When the courts look at whether cause has been established in case involving dishonesty or misconduct, it always comes back to that question of whether the trust in the employment relationship has broken down, says Toye.

“The court concluded that that relationship was broken down, based on the fact that the employer could no longer trust him. And I think it was quite clear that [Shalagin] also was having difficulty trusting his employer.”

The court talked about various factors, including the non-work-related conversations, the large volume of recordings, the lack of legitimate reasons for doing the secret recordings, the ethical duties of Shalagin’s role as an accountant, along with the fact that he knew people wouldn’t be comfortable with them, she says.

“All cause cases are contextual --- there are no hard rules… So they go through all of these various considerations to look at the full context and view what happened in the context of this employment relationship.
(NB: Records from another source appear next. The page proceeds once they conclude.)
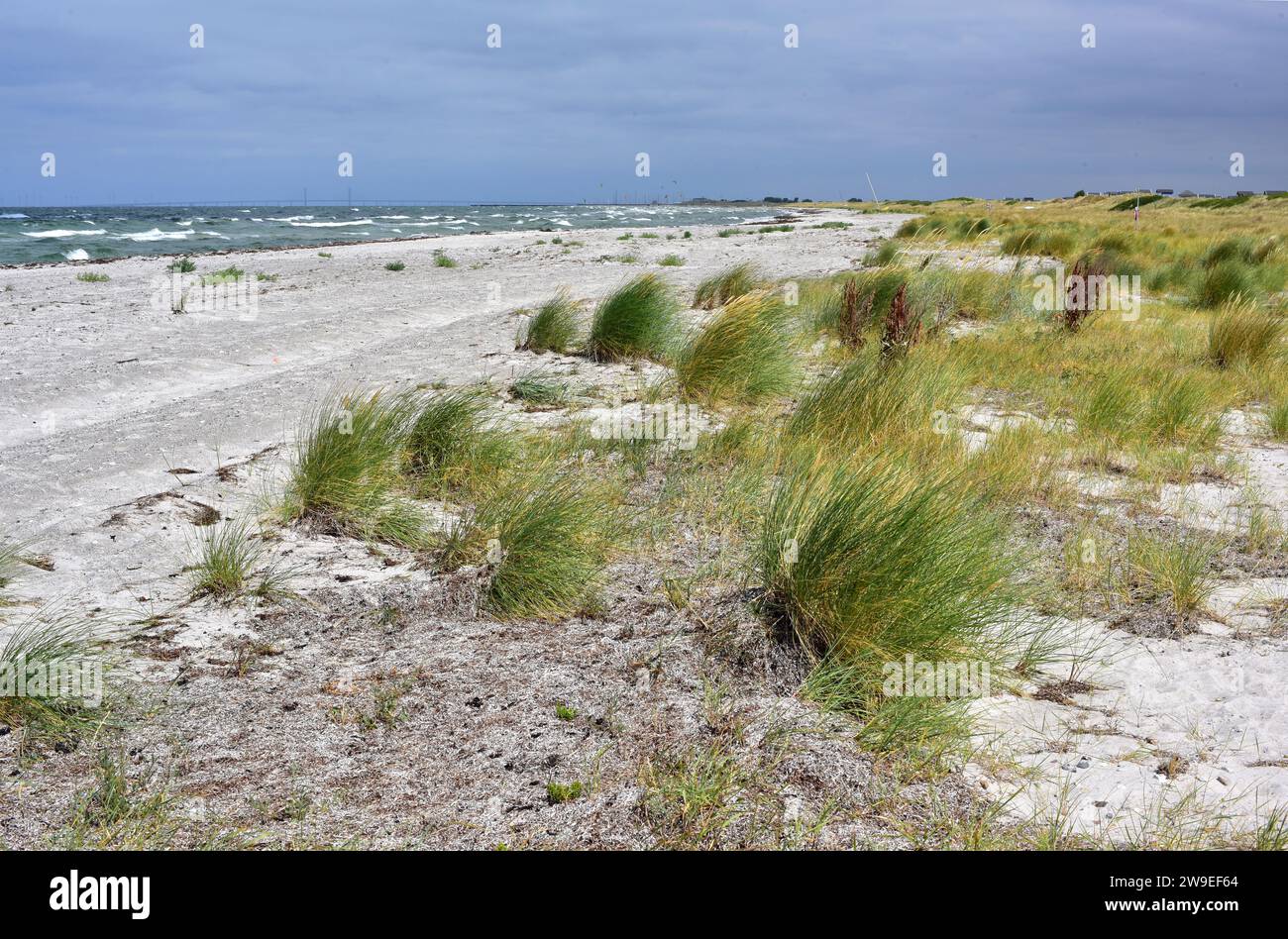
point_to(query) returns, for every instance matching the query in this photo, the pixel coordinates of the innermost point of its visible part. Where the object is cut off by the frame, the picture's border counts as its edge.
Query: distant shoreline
(322, 245)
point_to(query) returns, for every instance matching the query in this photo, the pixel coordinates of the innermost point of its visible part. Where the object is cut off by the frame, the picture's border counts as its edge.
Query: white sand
(104, 394)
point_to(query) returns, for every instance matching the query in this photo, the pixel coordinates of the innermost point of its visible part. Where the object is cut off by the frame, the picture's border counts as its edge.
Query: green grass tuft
(742, 355)
(346, 475)
(554, 327)
(722, 287)
(545, 537)
(65, 648)
(867, 562)
(635, 321)
(541, 389)
(451, 441)
(1243, 333)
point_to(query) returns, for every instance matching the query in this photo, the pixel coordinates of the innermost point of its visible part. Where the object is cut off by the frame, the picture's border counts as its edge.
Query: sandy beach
(128, 424)
(106, 395)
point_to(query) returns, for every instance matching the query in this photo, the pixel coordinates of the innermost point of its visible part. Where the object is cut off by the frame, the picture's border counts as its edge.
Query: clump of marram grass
(721, 287)
(545, 537)
(227, 560)
(1244, 333)
(65, 648)
(635, 321)
(1179, 567)
(13, 560)
(1276, 417)
(451, 440)
(885, 253)
(1224, 282)
(346, 474)
(540, 388)
(1181, 410)
(231, 273)
(868, 402)
(741, 355)
(554, 327)
(867, 563)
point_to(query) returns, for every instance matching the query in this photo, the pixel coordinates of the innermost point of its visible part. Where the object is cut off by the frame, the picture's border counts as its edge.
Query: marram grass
(867, 562)
(868, 403)
(635, 321)
(545, 536)
(451, 440)
(554, 327)
(729, 283)
(346, 475)
(1241, 333)
(53, 639)
(742, 355)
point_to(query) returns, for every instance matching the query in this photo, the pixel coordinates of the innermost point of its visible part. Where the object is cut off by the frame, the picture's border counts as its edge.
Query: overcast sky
(706, 88)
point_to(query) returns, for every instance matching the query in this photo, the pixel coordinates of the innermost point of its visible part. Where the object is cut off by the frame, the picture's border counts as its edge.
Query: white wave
(333, 224)
(64, 234)
(153, 235)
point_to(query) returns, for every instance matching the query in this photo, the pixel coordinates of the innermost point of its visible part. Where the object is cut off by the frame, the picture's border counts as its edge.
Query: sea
(48, 235)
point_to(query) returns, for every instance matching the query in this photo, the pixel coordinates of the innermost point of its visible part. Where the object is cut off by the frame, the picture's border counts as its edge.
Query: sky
(1009, 91)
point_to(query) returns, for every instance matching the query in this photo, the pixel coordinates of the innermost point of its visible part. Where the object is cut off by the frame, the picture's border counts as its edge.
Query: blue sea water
(93, 232)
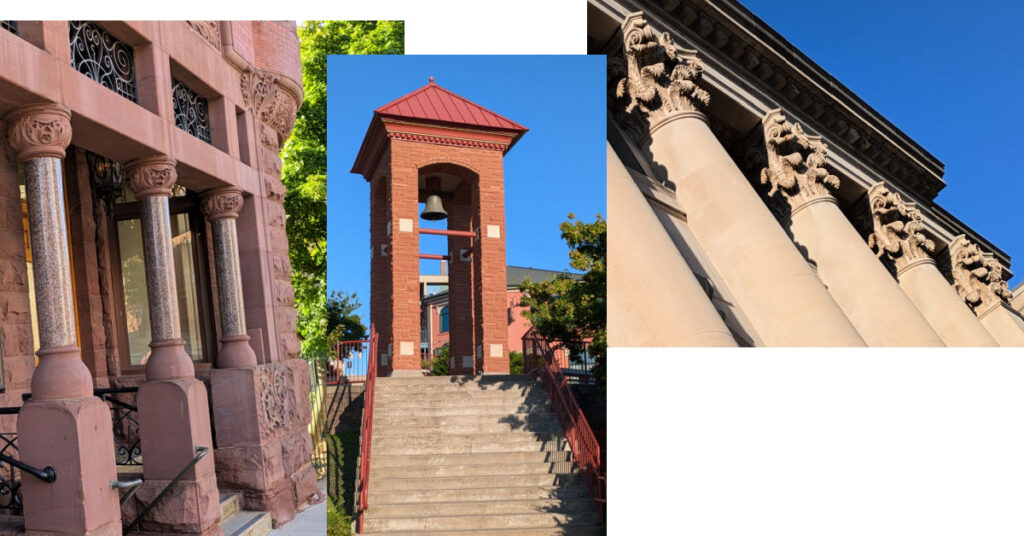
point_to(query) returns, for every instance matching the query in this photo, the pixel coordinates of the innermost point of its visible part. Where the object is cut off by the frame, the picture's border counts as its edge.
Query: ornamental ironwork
(192, 111)
(97, 54)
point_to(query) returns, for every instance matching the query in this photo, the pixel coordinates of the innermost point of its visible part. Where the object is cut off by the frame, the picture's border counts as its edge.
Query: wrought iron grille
(100, 56)
(10, 482)
(192, 112)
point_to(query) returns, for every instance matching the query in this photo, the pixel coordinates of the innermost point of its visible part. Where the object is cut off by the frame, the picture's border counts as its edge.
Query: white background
(745, 442)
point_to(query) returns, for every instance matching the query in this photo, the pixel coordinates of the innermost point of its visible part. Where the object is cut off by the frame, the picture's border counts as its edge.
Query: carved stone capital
(897, 230)
(41, 130)
(221, 203)
(152, 176)
(659, 80)
(272, 105)
(796, 163)
(977, 276)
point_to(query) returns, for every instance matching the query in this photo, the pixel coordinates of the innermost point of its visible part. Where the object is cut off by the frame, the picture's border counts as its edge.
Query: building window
(195, 307)
(192, 112)
(100, 56)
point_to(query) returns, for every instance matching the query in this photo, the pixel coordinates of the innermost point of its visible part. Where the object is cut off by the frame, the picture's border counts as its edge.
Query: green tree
(569, 312)
(304, 167)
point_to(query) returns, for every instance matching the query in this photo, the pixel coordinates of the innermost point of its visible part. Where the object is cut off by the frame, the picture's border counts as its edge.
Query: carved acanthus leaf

And so all of those factors, I think, did come into play and retain their ultimate decision.”

The big issue is the surreptitious nature of these recordings, says Toye. If, for example, a person came into a meeting and asked to do an audio for their records, other people could say yes or no.

“That's a totally different analysis than just pushing ‘record’ and walking into a meeting, and nobody knows that the recording’s even being made --- you can always see the person across the table from you taking the notes.”

People are often much better off taking notes on conversations, says Monkhouse.

“It also details the emotional response of the person who's keeping that record, in a way an audio recording doesn't,” he says. “You can see in a case like this where the individual person thought that these audio recordings might be useful, but in fact, they ended up being harmful for the employee.”

Policies make a difference

In a case where the person was in a less-senior role, cause may be harder to establish, he says. That’s also true if an employer is found to have condoned the behaviour if, for example, it lacks a policy prohibiting recording in the office.

“It's really a case-by-case basis, but it is something that should be a concern for employers and something they should be turning their mind to as to whether or not they want recordings.”

That’s why a policy can make sense, says Monkhouse: “The fact of the matter is you need to outline these sorts of things.”

Policies can be a really good way to make the rules of the workplace clear for everyone, says Toye.

“In this particular case, if this employer had had a policy that says that employees are not permitted to surreptitiously record conversations, they could have certainly pointed to the breach of the policy as a basis for cause, in and of itself,” she says.

“Nowadays, with so much technology coming into the workplace, it's not a bad idea to consider looking at adding that to policies around devices or privacy policies, those sorts of things.”